Sunday, May 20, 2012

Bulldog Drummond (1929)

The former soldier Hugh "Bulldog" Drummond (Ronald Colman) is quite bored with his new life as useless upper-class lazypants. So, as you do in such cases, he puts an advertisement into the Times, looking for adventure.

Said adventure does indeed come in form of a girl named Phyllis (Joan Bennett) who invites our hero to a conspiratorial meeting in an inn in the country. Understandably, Drummond can not resist that sort of invitation. When they meet, Phyllis, who turns out to be young, pretty and quite a friend of dramatic hand-gestures, describes her troubles to Drummond. Her father is being held captive by the evil psychiatrist Dr. Lakington (Lawrence Grant) and his cronies, the brother and sister pair (or are they?) of "Pete" Peterson (Montagu Love) and the vamp Irma (Lilyan Tashman), who torture (Lakington will turn out to be quite the fan of electricity) the old gentleman into giving them access to his money.

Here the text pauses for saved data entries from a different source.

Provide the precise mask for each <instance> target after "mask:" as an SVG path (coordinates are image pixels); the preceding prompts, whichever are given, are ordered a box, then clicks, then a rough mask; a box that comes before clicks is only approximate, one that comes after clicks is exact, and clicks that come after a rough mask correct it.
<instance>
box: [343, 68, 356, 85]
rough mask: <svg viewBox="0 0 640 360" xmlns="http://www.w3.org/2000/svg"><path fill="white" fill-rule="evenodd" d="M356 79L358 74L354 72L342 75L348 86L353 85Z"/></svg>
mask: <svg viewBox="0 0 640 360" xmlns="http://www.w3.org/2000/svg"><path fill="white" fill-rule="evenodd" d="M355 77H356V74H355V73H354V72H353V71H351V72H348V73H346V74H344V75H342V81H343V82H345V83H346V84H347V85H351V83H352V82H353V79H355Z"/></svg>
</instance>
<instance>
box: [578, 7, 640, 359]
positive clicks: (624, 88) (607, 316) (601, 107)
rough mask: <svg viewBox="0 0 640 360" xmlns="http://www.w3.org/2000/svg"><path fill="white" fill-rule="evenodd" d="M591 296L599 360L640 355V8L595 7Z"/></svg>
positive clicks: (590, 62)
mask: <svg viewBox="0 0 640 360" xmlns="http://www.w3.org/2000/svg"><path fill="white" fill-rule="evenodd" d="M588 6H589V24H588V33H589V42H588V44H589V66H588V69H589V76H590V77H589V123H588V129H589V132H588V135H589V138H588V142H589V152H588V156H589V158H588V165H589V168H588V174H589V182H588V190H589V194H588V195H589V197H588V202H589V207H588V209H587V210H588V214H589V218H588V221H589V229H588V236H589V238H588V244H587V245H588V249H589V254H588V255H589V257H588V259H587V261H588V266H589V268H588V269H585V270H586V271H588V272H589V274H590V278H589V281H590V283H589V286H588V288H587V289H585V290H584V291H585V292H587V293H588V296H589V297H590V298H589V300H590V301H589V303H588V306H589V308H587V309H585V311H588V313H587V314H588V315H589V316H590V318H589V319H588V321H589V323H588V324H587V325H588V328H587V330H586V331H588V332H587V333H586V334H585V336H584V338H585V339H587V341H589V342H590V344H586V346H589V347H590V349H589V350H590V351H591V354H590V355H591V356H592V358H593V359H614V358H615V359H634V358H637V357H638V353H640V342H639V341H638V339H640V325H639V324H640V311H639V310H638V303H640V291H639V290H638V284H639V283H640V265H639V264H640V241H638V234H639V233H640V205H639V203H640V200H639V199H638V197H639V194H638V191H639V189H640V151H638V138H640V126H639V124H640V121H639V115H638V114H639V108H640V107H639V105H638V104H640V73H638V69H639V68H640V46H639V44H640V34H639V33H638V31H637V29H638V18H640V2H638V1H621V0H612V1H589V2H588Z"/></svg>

Clearly, this sort of thing isn't done on Drummond's watch, especially not when there's a pretty girl to impress, so he - alas with the help of his mentally handicapped friend Algy (Claud Allister) and his butler as a horrifying un-comic relief double-whammy - goes about given the blackguards whatfor.

If you ask me, early talkies like Bulldog Drummond are more of an acquired taste than silent movies ever were - after all, the silents often have a dream-like quality to make up for their theatricality the very early talkies couldn't aspire to for technical reasons. Fortunately, this free adaptation of the first adventure of Sapper's crypto-fascist, racist hero makes liking it pretty easy.

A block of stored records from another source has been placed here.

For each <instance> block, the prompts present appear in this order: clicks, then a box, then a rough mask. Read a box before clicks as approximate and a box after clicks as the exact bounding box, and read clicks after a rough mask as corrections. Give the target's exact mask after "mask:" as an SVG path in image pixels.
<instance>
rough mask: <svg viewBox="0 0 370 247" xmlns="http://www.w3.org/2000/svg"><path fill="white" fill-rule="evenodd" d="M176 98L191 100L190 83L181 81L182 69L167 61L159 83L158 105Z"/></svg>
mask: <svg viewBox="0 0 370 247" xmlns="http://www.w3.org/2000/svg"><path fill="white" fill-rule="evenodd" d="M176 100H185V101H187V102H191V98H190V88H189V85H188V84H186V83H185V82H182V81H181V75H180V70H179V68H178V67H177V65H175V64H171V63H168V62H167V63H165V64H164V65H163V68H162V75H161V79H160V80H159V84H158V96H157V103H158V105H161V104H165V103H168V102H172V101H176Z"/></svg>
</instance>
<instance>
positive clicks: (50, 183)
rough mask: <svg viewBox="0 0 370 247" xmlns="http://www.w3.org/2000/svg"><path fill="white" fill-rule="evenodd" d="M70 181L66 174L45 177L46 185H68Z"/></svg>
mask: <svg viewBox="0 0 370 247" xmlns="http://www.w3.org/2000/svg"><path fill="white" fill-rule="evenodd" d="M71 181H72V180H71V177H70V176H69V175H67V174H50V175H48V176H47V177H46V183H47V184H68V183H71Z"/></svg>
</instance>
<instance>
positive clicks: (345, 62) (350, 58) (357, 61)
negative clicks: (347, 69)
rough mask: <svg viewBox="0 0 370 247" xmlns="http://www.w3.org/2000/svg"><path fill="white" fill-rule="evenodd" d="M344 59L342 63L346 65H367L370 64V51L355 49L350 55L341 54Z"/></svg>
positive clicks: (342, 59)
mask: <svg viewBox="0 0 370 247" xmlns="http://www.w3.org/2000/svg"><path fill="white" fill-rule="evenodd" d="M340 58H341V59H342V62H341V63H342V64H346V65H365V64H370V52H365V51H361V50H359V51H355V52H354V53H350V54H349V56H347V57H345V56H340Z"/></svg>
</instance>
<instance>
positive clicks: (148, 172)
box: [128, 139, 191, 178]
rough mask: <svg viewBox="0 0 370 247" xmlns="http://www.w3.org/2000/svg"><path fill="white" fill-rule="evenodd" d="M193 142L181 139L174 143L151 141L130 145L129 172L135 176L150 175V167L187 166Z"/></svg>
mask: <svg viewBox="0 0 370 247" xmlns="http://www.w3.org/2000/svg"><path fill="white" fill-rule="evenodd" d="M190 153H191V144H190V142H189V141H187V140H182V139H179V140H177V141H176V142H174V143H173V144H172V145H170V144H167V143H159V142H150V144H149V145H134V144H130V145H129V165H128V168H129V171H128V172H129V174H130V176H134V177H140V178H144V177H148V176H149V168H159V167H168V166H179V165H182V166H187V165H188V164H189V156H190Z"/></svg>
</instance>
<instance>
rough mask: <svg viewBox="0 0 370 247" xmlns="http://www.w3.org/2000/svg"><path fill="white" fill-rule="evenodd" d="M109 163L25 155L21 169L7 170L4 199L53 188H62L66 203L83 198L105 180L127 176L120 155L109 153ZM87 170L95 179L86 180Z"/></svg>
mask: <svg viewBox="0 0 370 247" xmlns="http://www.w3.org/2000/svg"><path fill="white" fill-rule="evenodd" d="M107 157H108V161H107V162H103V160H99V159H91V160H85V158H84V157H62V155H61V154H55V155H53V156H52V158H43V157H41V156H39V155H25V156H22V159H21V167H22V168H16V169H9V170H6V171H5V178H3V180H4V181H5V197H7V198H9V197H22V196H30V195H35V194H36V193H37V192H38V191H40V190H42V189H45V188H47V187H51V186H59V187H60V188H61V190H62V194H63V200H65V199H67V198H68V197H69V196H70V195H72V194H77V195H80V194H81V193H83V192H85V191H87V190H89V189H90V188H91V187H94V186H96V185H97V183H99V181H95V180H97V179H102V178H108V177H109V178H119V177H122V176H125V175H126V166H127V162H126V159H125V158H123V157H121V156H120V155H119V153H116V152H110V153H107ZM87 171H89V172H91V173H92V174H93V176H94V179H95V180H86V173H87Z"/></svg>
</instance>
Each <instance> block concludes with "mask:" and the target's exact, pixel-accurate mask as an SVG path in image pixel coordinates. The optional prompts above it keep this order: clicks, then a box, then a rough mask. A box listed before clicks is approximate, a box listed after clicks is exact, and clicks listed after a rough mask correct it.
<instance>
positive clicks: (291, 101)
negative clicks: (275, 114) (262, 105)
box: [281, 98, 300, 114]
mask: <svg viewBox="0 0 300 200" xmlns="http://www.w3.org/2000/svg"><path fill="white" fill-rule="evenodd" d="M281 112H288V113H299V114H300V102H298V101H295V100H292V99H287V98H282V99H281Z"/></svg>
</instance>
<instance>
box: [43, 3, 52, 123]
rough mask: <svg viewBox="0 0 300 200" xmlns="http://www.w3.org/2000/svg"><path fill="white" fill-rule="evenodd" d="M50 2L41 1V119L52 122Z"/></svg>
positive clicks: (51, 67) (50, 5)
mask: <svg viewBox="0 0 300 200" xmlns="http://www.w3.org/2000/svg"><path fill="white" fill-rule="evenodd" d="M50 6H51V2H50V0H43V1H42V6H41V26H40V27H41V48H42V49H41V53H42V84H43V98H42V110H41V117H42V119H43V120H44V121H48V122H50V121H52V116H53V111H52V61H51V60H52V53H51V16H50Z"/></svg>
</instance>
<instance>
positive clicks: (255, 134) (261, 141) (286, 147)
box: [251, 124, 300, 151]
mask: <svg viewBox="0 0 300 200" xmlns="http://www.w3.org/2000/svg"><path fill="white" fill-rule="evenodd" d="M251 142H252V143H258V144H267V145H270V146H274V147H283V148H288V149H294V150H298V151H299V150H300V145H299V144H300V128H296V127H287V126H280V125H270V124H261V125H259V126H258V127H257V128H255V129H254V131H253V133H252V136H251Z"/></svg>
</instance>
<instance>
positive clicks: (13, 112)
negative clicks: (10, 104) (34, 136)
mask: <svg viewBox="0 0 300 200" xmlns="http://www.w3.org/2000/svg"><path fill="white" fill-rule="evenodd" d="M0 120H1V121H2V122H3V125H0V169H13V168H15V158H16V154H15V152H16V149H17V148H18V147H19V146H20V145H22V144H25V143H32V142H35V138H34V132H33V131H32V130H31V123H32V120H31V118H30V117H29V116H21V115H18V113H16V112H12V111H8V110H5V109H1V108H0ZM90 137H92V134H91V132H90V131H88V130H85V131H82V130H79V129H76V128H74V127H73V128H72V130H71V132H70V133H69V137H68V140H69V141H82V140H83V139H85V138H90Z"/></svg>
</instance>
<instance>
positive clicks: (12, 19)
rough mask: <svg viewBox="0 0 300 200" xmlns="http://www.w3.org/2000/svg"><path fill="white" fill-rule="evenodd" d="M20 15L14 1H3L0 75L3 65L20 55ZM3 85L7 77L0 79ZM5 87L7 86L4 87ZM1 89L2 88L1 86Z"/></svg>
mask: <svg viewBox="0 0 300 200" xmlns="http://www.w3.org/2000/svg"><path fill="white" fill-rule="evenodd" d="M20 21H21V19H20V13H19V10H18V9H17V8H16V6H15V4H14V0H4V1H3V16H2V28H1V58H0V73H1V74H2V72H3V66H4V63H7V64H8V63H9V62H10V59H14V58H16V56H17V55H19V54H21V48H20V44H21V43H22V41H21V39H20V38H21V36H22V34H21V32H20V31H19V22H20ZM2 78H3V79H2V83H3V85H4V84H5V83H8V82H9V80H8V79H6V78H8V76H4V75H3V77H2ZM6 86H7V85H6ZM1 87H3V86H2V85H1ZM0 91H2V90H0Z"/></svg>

Especially since it removes the fascist elements and most of the racism and replaces them with the universal language of the more friendly elements of pulpy fun and a large amount of silly witticisms. If you ever asked yourself where the Thin Man style of mysteries in the movies came from, this might be an auspicious place to start, for the dialogue - at least whenever Algy's not concerned - is generally charming and often really funny.

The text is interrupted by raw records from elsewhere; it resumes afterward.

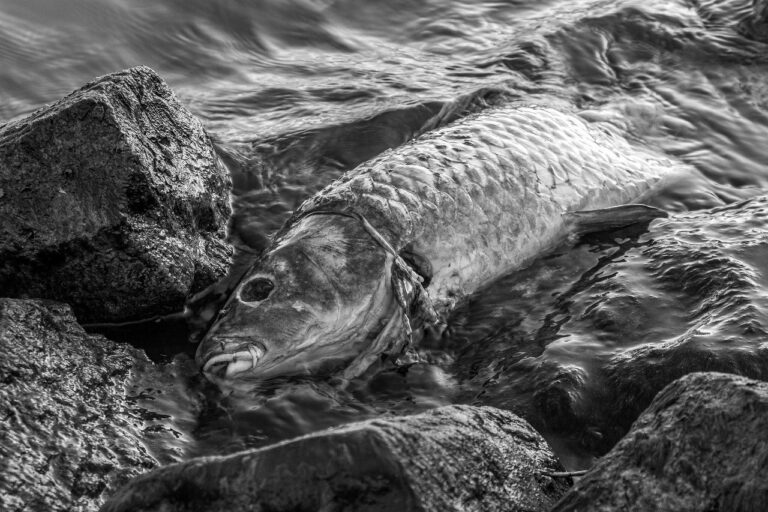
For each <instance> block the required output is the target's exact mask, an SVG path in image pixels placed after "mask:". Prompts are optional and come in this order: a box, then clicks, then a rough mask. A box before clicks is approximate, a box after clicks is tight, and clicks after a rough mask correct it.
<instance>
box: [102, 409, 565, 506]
mask: <svg viewBox="0 0 768 512" xmlns="http://www.w3.org/2000/svg"><path fill="white" fill-rule="evenodd" d="M558 470H561V466H560V464H559V462H558V461H557V460H556V458H555V457H554V455H553V454H552V452H551V450H550V448H549V446H548V445H547V443H546V442H545V441H544V439H543V438H542V437H541V436H539V434H538V433H536V432H535V431H534V430H533V429H532V428H531V427H530V425H528V424H527V423H526V422H525V421H523V420H521V419H520V418H518V417H517V416H515V415H513V414H511V413H509V412H506V411H501V410H499V409H494V408H491V407H471V406H450V407H443V408H439V409H435V410H432V411H429V412H427V413H423V414H419V415H415V416H406V417H396V418H386V419H376V420H369V421H364V422H360V423H354V424H351V425H347V426H344V427H341V428H336V429H331V430H327V431H324V432H320V433H316V434H311V435H308V436H305V437H300V438H297V439H294V440H290V441H286V442H282V443H279V444H276V445H272V446H269V447H266V448H262V449H257V450H251V451H245V452H241V453H238V454H234V455H231V456H228V457H210V458H201V459H197V460H191V461H189V462H185V463H182V464H178V465H173V466H168V467H164V468H161V469H159V470H157V471H154V472H152V473H149V474H147V475H144V476H142V477H139V478H138V479H136V480H134V481H133V482H131V483H130V484H129V485H128V486H127V487H125V488H123V489H122V490H121V491H119V492H118V494H116V495H115V496H113V497H112V498H111V499H110V500H109V501H108V502H107V504H106V505H105V506H104V507H103V509H102V510H103V511H105V512H117V511H129V510H130V511H138V510H163V511H182V510H184V511H192V510H200V511H203V510H205V511H215V510H222V511H245V510H248V511H251V510H253V511H271V512H277V511H289V510H290V511H298V510H323V511H343V510H349V511H353V510H354V511H374V510H376V511H385V510H386V511H390V510H396V511H400V512H406V511H417V510H418V511H427V510H430V511H431V510H434V511H448V510H456V511H459V510H460V511H471V510H478V511H479V510H483V511H495V510H499V511H500V510H504V511H510V510H520V511H534V510H548V509H549V507H550V506H551V505H552V504H553V503H554V502H555V501H556V500H557V499H558V498H559V497H560V496H561V495H562V494H563V493H564V492H565V490H566V489H567V487H568V484H570V480H569V479H567V478H562V477H554V478H553V477H550V476H547V475H546V474H545V473H548V472H556V471H558Z"/></svg>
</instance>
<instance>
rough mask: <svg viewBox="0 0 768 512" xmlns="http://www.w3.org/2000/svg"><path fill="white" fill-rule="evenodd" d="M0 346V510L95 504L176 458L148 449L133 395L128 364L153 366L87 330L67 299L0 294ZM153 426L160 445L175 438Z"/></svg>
mask: <svg viewBox="0 0 768 512" xmlns="http://www.w3.org/2000/svg"><path fill="white" fill-rule="evenodd" d="M0 353H2V357H0V383H1V384H0V510H5V511H9V512H10V511H21V510H25V511H27V510H29V511H88V510H96V509H97V508H98V507H99V505H100V504H101V503H102V502H103V501H104V497H105V496H106V495H108V494H111V493H112V492H114V490H115V489H116V488H117V487H119V486H121V485H123V484H124V483H126V482H127V481H128V480H130V479H131V478H132V477H135V476H136V475H138V474H141V473H144V472H145V471H147V470H148V469H150V468H153V467H155V466H156V465H157V463H158V459H160V461H161V462H163V461H169V460H179V459H178V458H175V457H173V456H172V455H171V454H164V453H163V451H162V450H154V451H153V452H150V450H148V448H147V446H145V443H144V440H146V439H147V434H146V433H144V429H145V428H146V425H147V424H146V422H145V421H144V420H143V419H142V417H141V412H140V409H139V408H138V406H137V399H136V398H132V397H130V390H129V385H128V382H129V380H130V377H131V376H132V375H133V373H132V372H134V371H135V369H136V368H138V367H142V366H146V367H147V370H146V371H147V372H148V371H151V370H152V368H154V366H153V365H152V364H151V363H150V362H149V361H148V360H147V359H146V356H144V355H143V353H142V352H140V351H139V350H136V349H134V348H131V347H130V346H127V345H121V344H117V343H114V342H112V341H110V340H108V339H106V338H104V337H102V336H96V335H89V334H87V333H85V331H83V329H82V328H81V327H80V326H79V325H78V324H77V323H76V322H75V319H74V316H73V315H72V311H71V309H70V308H69V306H66V305H63V304H57V303H53V302H50V301H37V300H35V301H30V300H19V299H0ZM145 373H146V372H145ZM136 394H140V393H138V392H136ZM151 430H152V434H151V435H150V437H154V438H155V440H156V445H162V444H163V443H166V444H167V443H168V441H169V440H173V439H175V438H174V436H173V433H172V432H167V431H166V432H162V431H160V429H158V428H152V429H151Z"/></svg>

It sure helps that Ronald Colman seems perfect for Drummond as the film interprets him: highly competent, difficult to perturb, and never without a witty repartee. Colman's acting is quite different from that of most of his peers on screen. Allister and Grant - if in very different ways - are both of an annoying, stagy theatricality (exactly the type of acting you expect of actors working at a point in time when the rules for sound acting on screen were still being written) which only is enhanced by the more easy-going charm Colman oozes. Bennett and Tashman, for their parts, are all over the place. There are moments when Colman seems to pull the actresses away from the old ways of stiffness; at other times, you'd find pieces of wood who are more expressive.

Of course, this sort of thing is to be expected of a film from this period, and it's rather more sensible to concentrate on Colman's approach - that pretty much carries every scene he is in anyway - than on all that stiffness.

F. Richard Jones's direction is pacy, and more than once, framing, use of shadows, as well as the production design by William Cameron Menzies hint at the influence of German expressionism and make the film more interesting to look at than I had expected. Some scenes seem to pre-figure Universal horror and noir, even though these films would end up to bee completely different in tone. Plus, there's a minor mad scientist lab with a torture chamber and an electric door of which our scientist is inordinately proud.

Which is symptomatic of exactly the sort of pulpy thrills Bulldog Drummond offers when it's not letting its hero run his mouth. Plot contrivances, chases and minor fights are the name of the game, and are - as such things go - completely timeless. Well, for me at least.

Seeing as the film was made in the wonderful pre-code times of 1929 (although it doesn't belong to the classic pre-code era; this stuff is more complicated than algebra), it also has the opportunity to add other timeless things that delight me, like hints of (fake) incest, double entendres, dominant women, sexually "deviant" (read "not boring") villains, torture and everything else that's fun in the movies and (disregarding the torture) in real life.

I don't want to end another write-up with the question "what's not to like?", but really, what's not to like?